OK, enough of my ranting, I'm off to try and read one of these. 

Jan 8, 2013

INSOMNIA is a finished draft! (Now on to the Revisions...)

(Mock cover by me; photo by Kristijan Antolovic)
Perhaps you remember me talking about my WIP on several ocassions. If you don't, then let me tell you:

I started writing Insomnia during NaNo '09. It went from being called Darkest Nights to having its current title. AND from being a completely different thing to what it is today after reading Beautiful Creatures and having a meltdown because I was writing something very, very similar to BC

It fills me with pride to announce that I can now stop calling it a WIP and call it a caterpillar of a novel! (Because it's not yet spread its wings, see? ;)

Insomnia now stands at 100+K words (which will have to be trimmed down to at least 80K) and I love it. Which writer doesn't love what they write?

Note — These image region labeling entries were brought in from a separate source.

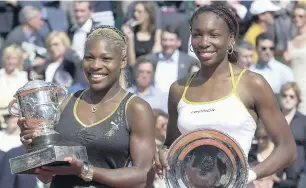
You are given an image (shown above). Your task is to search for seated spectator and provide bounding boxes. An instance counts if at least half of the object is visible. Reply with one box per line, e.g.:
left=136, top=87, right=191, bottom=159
left=45, top=31, right=83, bottom=87
left=0, top=146, right=39, bottom=188
left=128, top=55, right=168, bottom=112
left=237, top=41, right=255, bottom=69
left=0, top=44, right=28, bottom=115
left=244, top=0, right=281, bottom=61
left=276, top=82, right=306, bottom=188
left=153, top=25, right=200, bottom=93
left=250, top=33, right=294, bottom=94
left=122, top=1, right=161, bottom=67
left=68, top=1, right=98, bottom=59
left=0, top=114, right=21, bottom=152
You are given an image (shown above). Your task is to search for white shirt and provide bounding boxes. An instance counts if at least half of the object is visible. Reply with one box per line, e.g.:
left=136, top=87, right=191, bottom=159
left=155, top=50, right=179, bottom=93
left=45, top=62, right=61, bottom=82
left=72, top=19, right=93, bottom=58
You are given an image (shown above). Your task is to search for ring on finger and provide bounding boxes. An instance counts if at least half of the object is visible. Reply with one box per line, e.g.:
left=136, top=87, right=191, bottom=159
left=20, top=136, right=25, bottom=142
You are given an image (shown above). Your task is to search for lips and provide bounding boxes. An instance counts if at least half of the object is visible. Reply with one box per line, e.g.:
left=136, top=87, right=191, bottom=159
left=199, top=51, right=216, bottom=60
left=88, top=73, right=107, bottom=82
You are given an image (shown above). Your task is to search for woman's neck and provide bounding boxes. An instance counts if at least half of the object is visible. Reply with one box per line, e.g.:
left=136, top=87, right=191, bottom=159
left=199, top=59, right=229, bottom=80
left=4, top=69, right=16, bottom=76
left=139, top=22, right=149, bottom=33
left=88, top=82, right=121, bottom=104
left=257, top=141, right=274, bottom=158
left=136, top=85, right=150, bottom=95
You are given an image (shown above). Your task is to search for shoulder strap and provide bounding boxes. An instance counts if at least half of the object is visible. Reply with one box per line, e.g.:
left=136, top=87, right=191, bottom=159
left=60, top=90, right=83, bottom=113
left=182, top=72, right=197, bottom=98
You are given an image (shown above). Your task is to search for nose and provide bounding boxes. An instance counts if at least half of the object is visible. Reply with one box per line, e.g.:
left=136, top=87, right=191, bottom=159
left=199, top=36, right=210, bottom=48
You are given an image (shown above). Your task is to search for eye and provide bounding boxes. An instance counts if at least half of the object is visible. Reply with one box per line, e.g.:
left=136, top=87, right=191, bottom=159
left=210, top=33, right=220, bottom=38
left=191, top=33, right=200, bottom=38
left=84, top=55, right=94, bottom=61
left=102, top=57, right=112, bottom=62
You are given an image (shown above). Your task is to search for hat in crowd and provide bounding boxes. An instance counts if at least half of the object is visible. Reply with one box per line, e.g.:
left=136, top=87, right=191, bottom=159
left=250, top=0, right=281, bottom=15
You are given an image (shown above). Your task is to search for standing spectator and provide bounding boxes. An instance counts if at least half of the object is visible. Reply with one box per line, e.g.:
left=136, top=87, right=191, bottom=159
left=0, top=0, right=19, bottom=49
left=45, top=31, right=82, bottom=87
left=0, top=146, right=38, bottom=188
left=244, top=0, right=280, bottom=61
left=276, top=82, right=306, bottom=188
left=284, top=4, right=306, bottom=115
left=250, top=32, right=294, bottom=94
left=68, top=1, right=98, bottom=58
left=128, top=55, right=168, bottom=112
left=3, top=6, right=44, bottom=48
left=0, top=114, right=22, bottom=152
left=154, top=25, right=199, bottom=93
left=122, top=1, right=161, bottom=66
left=237, top=41, right=254, bottom=69
left=0, top=44, right=28, bottom=115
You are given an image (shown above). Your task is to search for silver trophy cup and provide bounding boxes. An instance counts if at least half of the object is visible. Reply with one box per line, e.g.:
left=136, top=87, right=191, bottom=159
left=165, top=129, right=249, bottom=188
left=8, top=76, right=88, bottom=174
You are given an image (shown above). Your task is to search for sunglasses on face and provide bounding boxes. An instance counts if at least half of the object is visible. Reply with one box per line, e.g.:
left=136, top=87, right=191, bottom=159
left=292, top=14, right=305, bottom=19
left=282, top=94, right=295, bottom=99
left=261, top=46, right=275, bottom=51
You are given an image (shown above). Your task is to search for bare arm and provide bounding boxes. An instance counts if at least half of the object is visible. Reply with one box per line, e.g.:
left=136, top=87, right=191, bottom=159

The revised draft is in the hands of my beautiful Beta, Tanya, who I'm sure will point me to all the ugly bits that need to be worked on. 

Next comes the query

When I first started writing Insomnia, I told myself that I was doing it for fun, that I didn't care about whether it got published or not. But then I got more and more into the book blogging world, and my reading habits changed, and I learnt that if you set your mind into something, you can make it happen. Like me finishing my first ever book. 

So, then I thought, "Why not? Why don't I try and see if it would appeal to an audience larger than, well, me?" And that was the moment when I decided I'd make it the best it can possibly be, to then try and sell it. Maybe it will, maybe it won't, but it won't be because I didn't try it.

Right now, I'm an active member in the Absolute Write forums, one of the highest populated forums on writing. I'm looking for more Betas who'll work with me; and in the meantime, I'll post some of it on the Share Your Work forums, so I can get immediate feedback.

I'm reading some pretty cool first chapters there too! (Best of luck to those authors!)

So, if you're on the AW forums and you see me, say hi!